GERD in Children
Experts have a belief that children and infants with GERD outgrow the problem by the age of twelve or eighteen months. However, it is very rare to diagnose the illness in children older than eighteen months, except for those who have serious health issues which include asthma, cerebral palsy, or developmental delays. According to several studies, the children who are normal may experience GERD, possibly to a much greater extent.
In general, the symptoms of GERD among children and adolescents who do not have other serious medical problems and do not have any neurological impairment are:
- Abdominal pain
- Chest pain
- Foul taste in the mouth
- Vomiting (in adolescents, evaluate the child for a possible eating disorder).
According to one study which was reported in a 2000 issue of Archives of Pediatrics and Adolescent Medicine, researchers studied those children drawn from sixteen pediatric practices in Chicago to determine the level of GERD in children.
They have queried 566 parents of children aged three to nine years and 584 parents of children which added ten to seventeen.
So, according to this report by mothers, the abdominal pain in children was the symptom most frequent. The mothers of younger children reported this problem occurring about 24 percent of the time. However, the problem even apparently existed in older children, although it had declined to about 15 percent, according to mothers. Epigastric pain was a problem that was more frequent for the small children (7.2 percent) than for the children ages ten to seventeen (3 percent).
The children were themselves asked about their symptoms and in some cases, their response was different from their mothers. For example, regurgitative symptoms (sour taste in the mouth or taste of vomit) were much more prominent when reported by children over the age of ten themselves. About 8 percent of the children said they had these symptoms, while only about 1 percent of the mothers perceived regurgitation symptoms at present.
Heartburn was very infrequent, according to the mothers of the younger children, occurring about 2 percent of the time. However, it was still not a major problem in older children but did increase to occurrences of 3.5 percent of the time.
GERD in children with disabilities
GERD may be a serious problem with neurological impairments and other major medical problems. According to some physicians, GERD occurred in about 70 percent of the population of children with cerebral palsy. Children with asthma are also more likely to experience GERD, as are children with neurological impairments or developmental delays. In general, these children who have GERD show the following symptoms:
- Food avoidance
- Behavioral changes
However, there are some less common symptoms of GERD seen in a neurologically impaired child which includes:
- Weight loss
- Iron deficiency anemia
Often a hidden illness
One problem with which accompanies some of the ill children is that they may not evince clear-cur symptoms of GERD; however, the problem is there and it may be serious. We can see this with the help of an example which includes a 1999 issue of Pediatrics reported on a study of 80 children and adolescents with severe asthma.
None of the children showed symptoms of GERD. However, when a twenty-four-hour pH probe on all the children was performed, researchers discovered that the majority (about 73 percent) had GERD. Some experts even have a belief that all children with serious asthma should be evaluated for GERD.

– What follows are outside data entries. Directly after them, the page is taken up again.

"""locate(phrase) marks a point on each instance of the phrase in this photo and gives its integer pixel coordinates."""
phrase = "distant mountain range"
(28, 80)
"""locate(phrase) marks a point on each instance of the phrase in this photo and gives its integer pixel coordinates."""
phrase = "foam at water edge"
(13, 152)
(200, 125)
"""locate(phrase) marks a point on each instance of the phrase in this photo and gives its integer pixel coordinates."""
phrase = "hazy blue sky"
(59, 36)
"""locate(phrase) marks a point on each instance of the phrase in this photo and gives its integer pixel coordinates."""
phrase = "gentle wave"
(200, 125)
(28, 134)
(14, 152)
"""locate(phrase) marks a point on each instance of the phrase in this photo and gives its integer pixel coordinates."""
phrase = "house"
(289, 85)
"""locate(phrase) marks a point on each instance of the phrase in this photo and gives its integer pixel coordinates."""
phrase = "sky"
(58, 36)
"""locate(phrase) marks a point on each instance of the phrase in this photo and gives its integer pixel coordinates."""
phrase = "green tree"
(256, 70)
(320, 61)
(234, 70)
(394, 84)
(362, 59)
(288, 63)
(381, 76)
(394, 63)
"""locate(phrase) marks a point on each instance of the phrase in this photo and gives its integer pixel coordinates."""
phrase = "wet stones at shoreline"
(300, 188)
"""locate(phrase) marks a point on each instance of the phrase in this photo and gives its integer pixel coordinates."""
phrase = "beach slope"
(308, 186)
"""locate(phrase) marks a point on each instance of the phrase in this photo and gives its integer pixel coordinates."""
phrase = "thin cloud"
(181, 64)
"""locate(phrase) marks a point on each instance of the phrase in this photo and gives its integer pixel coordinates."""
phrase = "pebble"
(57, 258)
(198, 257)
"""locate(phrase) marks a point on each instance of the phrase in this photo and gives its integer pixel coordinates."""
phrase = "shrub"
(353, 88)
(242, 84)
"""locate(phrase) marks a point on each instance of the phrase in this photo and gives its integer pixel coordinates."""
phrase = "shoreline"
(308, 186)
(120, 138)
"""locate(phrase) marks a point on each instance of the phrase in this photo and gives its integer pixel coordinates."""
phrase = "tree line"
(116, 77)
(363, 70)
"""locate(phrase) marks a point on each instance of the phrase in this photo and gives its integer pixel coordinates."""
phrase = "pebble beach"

However, many experts have a belief that GERD can cause asthma, although others say that it is not easy to know where to exactly point the arrow of blame.
If children who are neurologically impaired should be checked for GERD if they frequently regurgitate. If they have GERD, it is aggravated because they are often lying down. Further bouts of pneumonia are also the complications that are frequently seen in children with GERD. Pediatricians should involve pediatric gastroenterologists in such cases.
Treatment of GERD in older children
Treatment for children past infancy usually involves lifestyle changes. Some of them include raising the head of the bed, avoiding foods that can exacerbate the problem such as chocolate, tomatoes, caffeinated beverages, and so forth. In conclusion, whatever be your age you need to treat your GERD with natural Ayurvedic treatment free from side effects.